Di Ferruccio Pastore, pubblicato sul sito della rivista Eutopia magazine il 9 aprile 2014
Le migrazioni emergono sempre più spesso come un fattore di tensione, non solo tra gruppi e tra partiti, nelle arene politiche nazionali, ma anche tra stati, all’interno della stessa Unione europea.
Partiamo da due esempi recenti.
Primavera 2011: la Francia di Sarkozy blocca temporaneamente la circolazione ferroviaria alla frontiera con l’Italia. Un gesto diplomatico dirompente, per protestare contro la scelta di Roma di concedere un permesso di soggiorno temporaneo, che consente la circolazione in Europa, ai tunisini sbarcati a Lampedusa nelle settimane precedenti.

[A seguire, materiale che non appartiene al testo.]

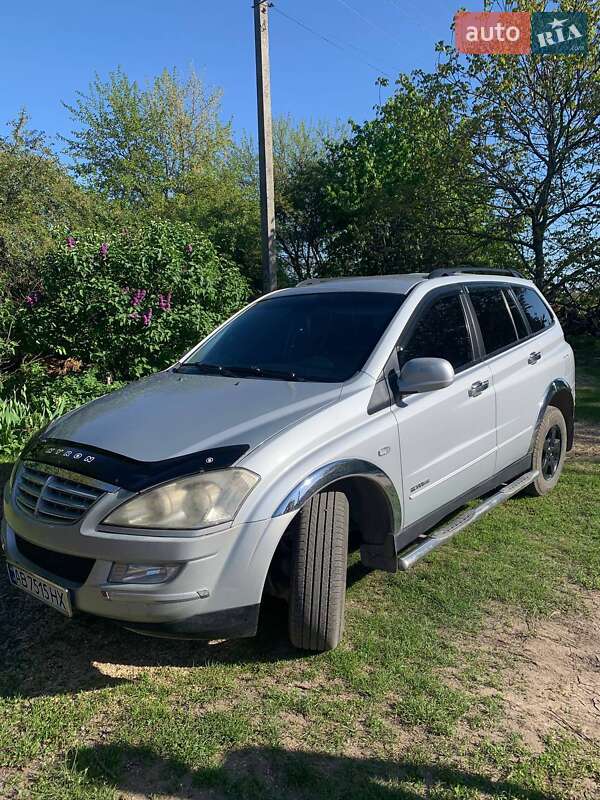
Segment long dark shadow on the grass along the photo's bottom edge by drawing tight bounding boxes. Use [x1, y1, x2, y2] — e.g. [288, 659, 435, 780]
[68, 744, 552, 800]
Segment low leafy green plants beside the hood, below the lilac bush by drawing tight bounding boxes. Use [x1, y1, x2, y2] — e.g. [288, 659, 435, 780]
[0, 363, 124, 459]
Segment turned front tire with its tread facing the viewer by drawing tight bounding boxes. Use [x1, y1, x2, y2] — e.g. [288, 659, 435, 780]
[289, 491, 349, 652]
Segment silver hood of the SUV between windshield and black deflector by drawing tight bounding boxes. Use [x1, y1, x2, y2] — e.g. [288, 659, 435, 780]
[44, 372, 341, 461]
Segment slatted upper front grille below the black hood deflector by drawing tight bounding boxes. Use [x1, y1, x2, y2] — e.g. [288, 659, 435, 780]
[15, 464, 104, 525]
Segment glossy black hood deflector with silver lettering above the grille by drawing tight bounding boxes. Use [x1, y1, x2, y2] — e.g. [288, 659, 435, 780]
[21, 437, 249, 492]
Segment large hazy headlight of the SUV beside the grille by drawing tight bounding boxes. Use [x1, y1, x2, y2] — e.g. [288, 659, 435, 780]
[104, 469, 259, 530]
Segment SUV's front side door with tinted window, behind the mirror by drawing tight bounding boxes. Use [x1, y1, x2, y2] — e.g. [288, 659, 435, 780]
[394, 287, 496, 527]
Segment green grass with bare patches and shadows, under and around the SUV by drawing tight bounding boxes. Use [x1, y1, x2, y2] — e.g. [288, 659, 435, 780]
[0, 340, 600, 800]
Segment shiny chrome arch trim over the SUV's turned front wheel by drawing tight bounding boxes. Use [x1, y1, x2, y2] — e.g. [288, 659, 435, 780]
[273, 458, 402, 531]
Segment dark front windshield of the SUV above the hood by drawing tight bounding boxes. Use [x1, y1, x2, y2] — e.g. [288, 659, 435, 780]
[179, 292, 404, 383]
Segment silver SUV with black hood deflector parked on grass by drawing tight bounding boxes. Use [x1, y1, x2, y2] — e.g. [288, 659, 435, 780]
[2, 269, 575, 650]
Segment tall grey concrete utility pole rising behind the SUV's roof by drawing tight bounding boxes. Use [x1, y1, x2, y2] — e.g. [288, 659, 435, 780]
[254, 0, 277, 294]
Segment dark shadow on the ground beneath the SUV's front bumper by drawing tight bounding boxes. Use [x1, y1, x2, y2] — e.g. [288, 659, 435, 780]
[0, 559, 376, 697]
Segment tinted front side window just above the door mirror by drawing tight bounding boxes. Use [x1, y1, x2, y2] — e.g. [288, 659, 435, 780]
[398, 294, 473, 370]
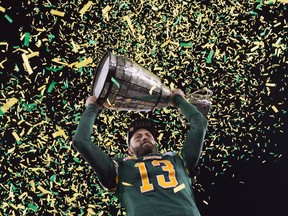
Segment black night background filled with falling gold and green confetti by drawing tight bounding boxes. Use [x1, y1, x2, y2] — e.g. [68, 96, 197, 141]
[0, 0, 288, 216]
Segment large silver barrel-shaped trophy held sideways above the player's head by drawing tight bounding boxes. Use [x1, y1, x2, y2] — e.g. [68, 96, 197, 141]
[92, 52, 212, 115]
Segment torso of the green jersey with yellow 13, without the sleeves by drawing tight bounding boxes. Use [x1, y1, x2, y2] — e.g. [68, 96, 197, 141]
[115, 152, 200, 216]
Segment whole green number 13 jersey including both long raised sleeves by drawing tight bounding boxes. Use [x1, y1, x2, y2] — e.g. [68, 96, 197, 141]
[73, 95, 207, 216]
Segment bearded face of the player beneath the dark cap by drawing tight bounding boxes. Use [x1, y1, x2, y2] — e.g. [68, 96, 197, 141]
[128, 128, 157, 157]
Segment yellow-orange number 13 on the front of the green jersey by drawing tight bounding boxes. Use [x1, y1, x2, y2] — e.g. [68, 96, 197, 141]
[135, 160, 178, 193]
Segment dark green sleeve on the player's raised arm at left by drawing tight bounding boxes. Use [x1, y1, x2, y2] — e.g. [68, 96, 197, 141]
[72, 104, 117, 189]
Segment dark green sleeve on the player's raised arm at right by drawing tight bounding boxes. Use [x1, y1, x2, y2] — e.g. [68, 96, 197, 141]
[173, 95, 208, 176]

Circa 25.000 ragazzi, che hanno approfittato del temporaneo collasso dei controlli prodotto dal crollo del regime di Ben Ali per cercare pace e fortuna altrove, rivelano quanto siano fragili le basi di fiducia su cui si fonda lo spazio “senza frontiere” di Schengen.
Marzo 2013: i quattro ministri dell’interno di Austria, Germania, Paesi Bassi e Regno Unito indirizzano una lettera ufficiale alla Presidenza dell’Unione, denunciando presunti abusi sistematici della libertà di movimento da parte di cittadini europei che si sposterebbero solo per spillare benefici ai welfare di destinazione. Un tabù è rotto; altri si infilano nello spazio mediatico aperto: a novembre 2013, il premier britannico Cameron annuncia una serie di misure (solo in parte compatibili con i trattati in vigore) per limitare mobilità e diritti. La tempistica non è casuale: mancano pochi mesi alla caduta delle ultime restrizioni al libero movimento dei lavoratori bulgari e romeni. La Commissione reagisce a muso duro, mostrandosi intransigente sui principi e fornendo dati che smentiscono l’esistenza di benefit tourism su larga scala. Ma, nel contempo, Bruxelles studia compromessi, per andare incontro alle concrete preoccupazioni di chi governa le città e le regioni dove l’afflusso è maggiore.